最大瞬間評価(目一杯ひいき目で見て)3(好)

ラパン(09.1.10記)(09.10.19補記)

 先代はモデル末期のアルトの派生車として登場して、7年弱たいした改良もされずに、それでもコンスタントに売れ続け「アルト」銘柄の台数確保に貢献した車でした。しかしさすがのスズキも、7年の時間経過は作り過ぎと考えたのか?遂にモデルチェンジを果たすこととなりました。

 とは言えその姿形はどこからどう見てもラパン以外の何物でも無く、街中を走っているのを見ても、新型なのか旧型なのかは一般人には区別がつかないでしょう。元々先代ラパンのベースとなったアルトがモデル末期であった為、新型ラパンはプラットフォーム的には2世代分新しくなっているので、形は変わらなくても車の出来としては大きく良くなっているのが、今回のモデルチェンジの売りなのでしょう。

 同じようなキープコンセプトでのキューブのモデルチェンジは、変わらない中にも新しい提案が有るという事で、個人的には大絶賛だったのですが、このラパンのモデルチェンジには全く新しい提案が感じられません。外形、内装、どれを取っても全く先代発表時から変わりない。進化も深化も感じられない縮こまったモデルチェンジだと思います。

 ただ唯一誉められるのは、おそらく買ったユーザーが感じられるであろう満足度の高さ。これはスズキの車としては抜群に高いと思われます。筆者がスズキの車に言い続けている苦言。それはユーザーを見切っているという点。スズキの車は常にメーカーの都合で「こんなモノでいいだろう」感が溢れています。

 ほんの少し前にモデルチェンジした、スズキのドル箱ワゴンRとこのラパン。価格帯的には殆ど同じはずなのに、そして台数的にもワゴンRの方が売れるはずなのに、誰がどう見てもワゴンRの方が安っぽい仕上がりです。スズキがやる気を出せば、キチンとラパンのような仕上がりの車を作れるわけです。

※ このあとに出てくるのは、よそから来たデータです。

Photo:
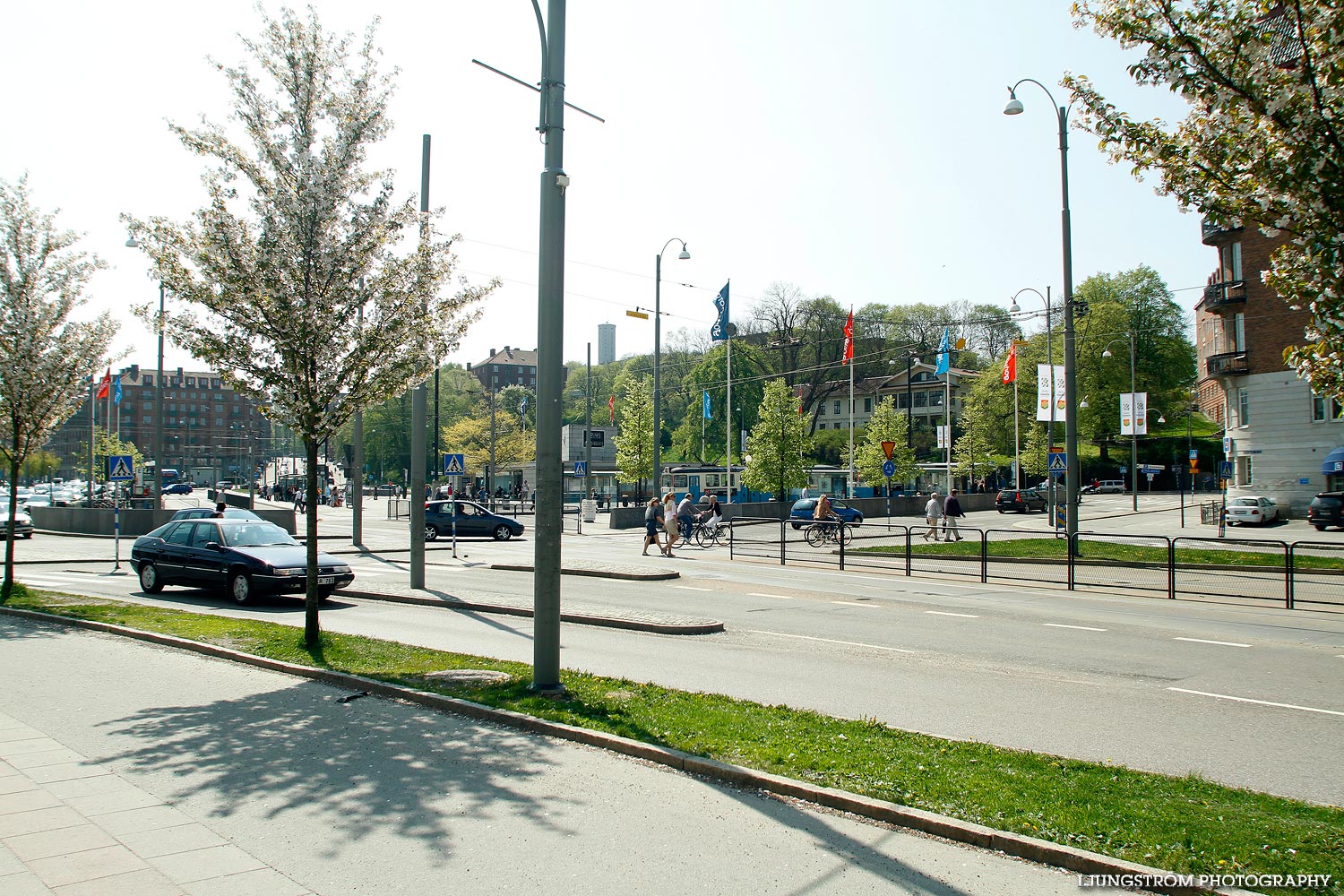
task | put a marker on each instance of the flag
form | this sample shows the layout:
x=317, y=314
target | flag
x=720, y=324
x=849, y=339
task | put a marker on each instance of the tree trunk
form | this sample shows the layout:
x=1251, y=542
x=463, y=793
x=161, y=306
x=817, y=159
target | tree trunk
x=312, y=630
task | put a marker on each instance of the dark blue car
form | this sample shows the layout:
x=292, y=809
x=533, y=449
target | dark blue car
x=803, y=509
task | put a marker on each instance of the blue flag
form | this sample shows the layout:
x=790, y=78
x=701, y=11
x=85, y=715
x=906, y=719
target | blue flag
x=720, y=324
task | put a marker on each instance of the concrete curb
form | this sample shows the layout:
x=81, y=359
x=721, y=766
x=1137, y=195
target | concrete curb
x=954, y=829
x=709, y=626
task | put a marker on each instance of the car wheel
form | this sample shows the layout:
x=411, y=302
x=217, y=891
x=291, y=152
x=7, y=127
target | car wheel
x=150, y=582
x=239, y=587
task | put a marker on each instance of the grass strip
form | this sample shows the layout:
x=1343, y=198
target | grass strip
x=1185, y=825
x=1112, y=551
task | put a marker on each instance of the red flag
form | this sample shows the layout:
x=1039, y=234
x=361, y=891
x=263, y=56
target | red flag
x=849, y=339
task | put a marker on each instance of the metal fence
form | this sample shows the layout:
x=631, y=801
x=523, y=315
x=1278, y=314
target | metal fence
x=1303, y=573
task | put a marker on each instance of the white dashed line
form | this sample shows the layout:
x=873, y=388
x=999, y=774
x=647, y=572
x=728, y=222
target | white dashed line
x=849, y=643
x=1220, y=643
x=1262, y=702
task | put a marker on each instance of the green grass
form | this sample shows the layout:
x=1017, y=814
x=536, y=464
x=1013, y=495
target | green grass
x=1053, y=548
x=1180, y=823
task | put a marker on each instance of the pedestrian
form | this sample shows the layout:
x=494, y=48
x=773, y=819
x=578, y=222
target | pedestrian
x=652, y=525
x=933, y=512
x=951, y=511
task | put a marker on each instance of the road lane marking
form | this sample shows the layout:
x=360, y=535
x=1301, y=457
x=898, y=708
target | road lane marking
x=1220, y=643
x=849, y=643
x=1263, y=702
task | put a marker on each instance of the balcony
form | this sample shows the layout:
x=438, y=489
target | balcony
x=1228, y=365
x=1212, y=234
x=1220, y=296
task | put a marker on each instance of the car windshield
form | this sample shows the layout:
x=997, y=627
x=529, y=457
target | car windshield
x=255, y=535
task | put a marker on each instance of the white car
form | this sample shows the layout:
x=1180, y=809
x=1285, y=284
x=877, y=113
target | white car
x=1252, y=509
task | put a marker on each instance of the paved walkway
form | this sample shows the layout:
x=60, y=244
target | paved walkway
x=134, y=769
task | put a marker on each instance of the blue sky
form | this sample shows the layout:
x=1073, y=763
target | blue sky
x=855, y=150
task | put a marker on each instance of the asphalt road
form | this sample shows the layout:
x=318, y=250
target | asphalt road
x=1242, y=694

 でもスズキはワゴンRではそんな事はしません。ワゴンRのお客さんはそんな事をしなくても、そんな所にお金をかけなくても買ってくれると見切っているからです。スズキは万事がそんな感じです。うるさ型の客(欧州市場等)向けにはキチンとした車を作るくせに、客が黙っているととことん安く上げ利益を搾り取ろうとします。

 その辺り、常に4年毎にモデルチェンジをして、その都度最新最高の技術を投入しようとするダイハツの姿勢を見習って欲しいところです。企業とすれば正しいのはスズキでしょうが、ユーザーから見て正しいのはダイハツでしょう。話しが脱線しましたが、そんなスズキの中でもうるさ型のユーザーに支えられているのがラパンな訳です。だからラバンにはすみからすみまで神経を使った跡が感じられるのです。

 噂によるとこのラパン。日産ブランドでキャーブミニとして売られるのだとか。確かにそのスタイルは先代キューブに似ている気もします(オリジナルデザインはダイハツのフェローだと思いますが)。グリル替えが上手く行けば、今までの日産の軽の中で一番日産車っぽく見える1台になりそうです(いまだに売られてませんね・・・)。